WHAT WE DO
At Goldman Sachs, our Engineers don’t just make things – we make things possible. Change the world by connecting people and capital with
ideas. Solve the most challenging and pressing engineering problems for our clients. Join our engineering teams that build massively scalable software
and systems, architect low latency infrastructure solutions, proactively guard against cyber threats, and leverage machine learning alongside financial
engineering to continuously turn data into action. Create new businesses, transform finance, and explore a world of opportunity at the speed of markets.
Engineering, which is comprised of core and business-aligned teams, is at the critical center of our business, and our dynamic environment requires
innovative strategic thinking and immediate, real solutions. Want to push the limit of digital possibilities? Start here.
ABOUT FRANCHISE DATA ENGINEERING
Data plays a critical role in every facet of the Goldman Sachs business. The Data Engineering group is at the core of that offering, focusing on providing
the platform, processes and governance, for enabling the availability of clean, organized and impactful data to scale, streamline and empower our core
businesses.
Franchise Data Engineering is a team within the Global Banking & Markets (GBM) division responsible for building data pipelines and curating data
specifically for GBM CFO and Capital Management teams. Franchise Data Engineering team design, build and re-engineer scalable and resilient data
solutions that propel the Global Banking & Markets Division’s efforts around PnL analytics and Capital optimization which is leveraged by Division Heads
and Executive Office. Team engages with stakeholders across all business lines of GBM to understand the data, workflows and analyze processes that
are critical for driving strategic commercial outcomes and then develop/iterate on the deployment of high-quality data solutions that empower those efforts.

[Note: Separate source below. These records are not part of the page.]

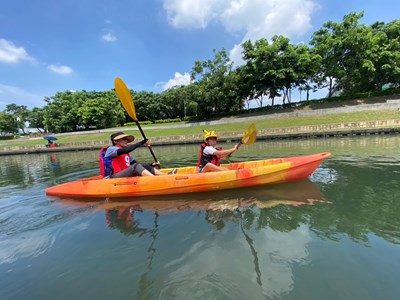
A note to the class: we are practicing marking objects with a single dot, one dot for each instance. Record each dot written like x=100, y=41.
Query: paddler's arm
x=130, y=148
x=223, y=153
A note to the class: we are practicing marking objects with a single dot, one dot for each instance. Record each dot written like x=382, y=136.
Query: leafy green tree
x=36, y=118
x=19, y=113
x=7, y=123
x=213, y=88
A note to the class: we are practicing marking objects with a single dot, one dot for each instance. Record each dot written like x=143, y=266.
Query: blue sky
x=48, y=46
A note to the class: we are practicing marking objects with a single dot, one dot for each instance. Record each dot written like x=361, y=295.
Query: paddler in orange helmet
x=210, y=156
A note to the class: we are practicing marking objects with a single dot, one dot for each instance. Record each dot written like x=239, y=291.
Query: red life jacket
x=204, y=159
x=105, y=163
x=109, y=166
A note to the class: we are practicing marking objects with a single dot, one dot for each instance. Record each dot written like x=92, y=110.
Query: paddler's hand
x=147, y=143
x=156, y=164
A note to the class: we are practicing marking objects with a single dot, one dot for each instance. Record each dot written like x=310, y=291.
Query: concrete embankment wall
x=315, y=131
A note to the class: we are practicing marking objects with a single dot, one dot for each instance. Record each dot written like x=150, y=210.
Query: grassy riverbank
x=283, y=119
x=227, y=126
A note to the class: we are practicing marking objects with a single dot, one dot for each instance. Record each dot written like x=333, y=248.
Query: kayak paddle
x=248, y=138
x=124, y=95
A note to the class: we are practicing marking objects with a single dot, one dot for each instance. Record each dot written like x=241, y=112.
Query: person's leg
x=153, y=170
x=209, y=167
x=135, y=169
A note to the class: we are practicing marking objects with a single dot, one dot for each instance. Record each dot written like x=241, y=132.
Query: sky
x=50, y=46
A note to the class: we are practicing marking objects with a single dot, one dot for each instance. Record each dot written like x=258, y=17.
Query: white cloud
x=188, y=13
x=63, y=70
x=256, y=18
x=109, y=37
x=9, y=53
x=11, y=94
x=179, y=79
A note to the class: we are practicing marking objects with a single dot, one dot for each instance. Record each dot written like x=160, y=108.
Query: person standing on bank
x=210, y=156
x=122, y=163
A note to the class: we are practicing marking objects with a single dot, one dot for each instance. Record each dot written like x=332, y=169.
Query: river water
x=334, y=236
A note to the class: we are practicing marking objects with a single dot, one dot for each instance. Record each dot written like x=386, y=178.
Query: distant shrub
x=168, y=121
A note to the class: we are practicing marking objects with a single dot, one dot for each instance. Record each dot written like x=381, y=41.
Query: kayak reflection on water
x=219, y=207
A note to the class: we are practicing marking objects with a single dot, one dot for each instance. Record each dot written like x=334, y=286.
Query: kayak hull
x=187, y=180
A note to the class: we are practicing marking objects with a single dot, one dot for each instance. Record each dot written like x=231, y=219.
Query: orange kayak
x=187, y=180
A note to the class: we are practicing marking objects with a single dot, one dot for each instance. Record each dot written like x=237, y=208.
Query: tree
x=36, y=118
x=7, y=123
x=19, y=113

Our engineers collaborate closely with businesses to ensure their data needs are met and we react quickly to new demands by rapidly evolving our
solutions.
HOW YOU WILL FULFILL YOUR ROLE
The Analyst/Associate Role (1-4 years of experience) involves dynamically collaborating across business and engineering teams, translating
business problems into detailed data specifications and then designing, building and deploying scalable relational data models which would serve
as the source for business user's/consumer's analytical use cases. The role requires end-to-end skills in data engineering, ETL, data modeling,
distributed databases, math/logic and a good grasp SDLC best practices along with Data Governance aspect. In the course of building this data
solution, the engineer will benefit from and be required to learn financial data engineering as it is performed at a top tier financial firm.

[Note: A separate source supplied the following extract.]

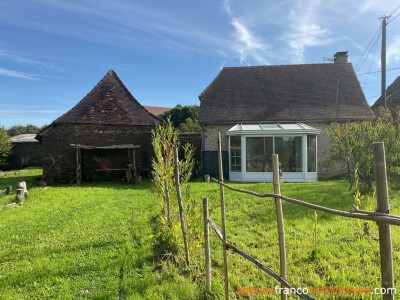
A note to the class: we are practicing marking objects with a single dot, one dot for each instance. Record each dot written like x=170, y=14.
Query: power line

SKILLS AND EXPERIENCE WE ARE LOOKING FOR
- Academic Qualifications: A Bachelors or Masters degree in a computational field (Computer Science, Applied Mathematics, Engineering, or in a
related quantitative discipline) - 1-4 years of relevant work experience in a global team-oriented environment
- Strong object-oriented design and hands on experience in one of programming languages (such as Java, Python, C++) using Object Oriented
design techniques and best practices. - Deep understanding of multidimensionality of data, data curation and data quality, such as traceability, security, performance latency and
correctness across supply and demand processes - In-depth knowledge of relational and columnar SQL databases, including database design
- Expertise in data warehousing concepts (e.g. star schema, entitlement implementations, SQL modeling, milestoning, indexing, partitioning)
- Excellent communications skills and the ability to work with subject matter experts to extract critical business concepts and gather business
requirements - Independent thinker, willing to engage, challenge or learn
- Ability to stay commercially focused and to always push for quantifiable commercial impact
- Strong work ethic, a sense of ownership and urgency
- Strong analytical and problem solving skills
- Ability to collaborate effectively across global teams and communicate complex ideas in a simple manner
PREFERRED QUALIFICATIONS
- Industry Experience in Data engineering.
- Exposure to cloud databases (such as Snowflake, Single Store).
- Exposure to cloud infrastructure (AWS, Azure, or GCP) and infrastructure as code (Terraform).
- Experience with programming for extract transform load (ETL) operations and data analysis.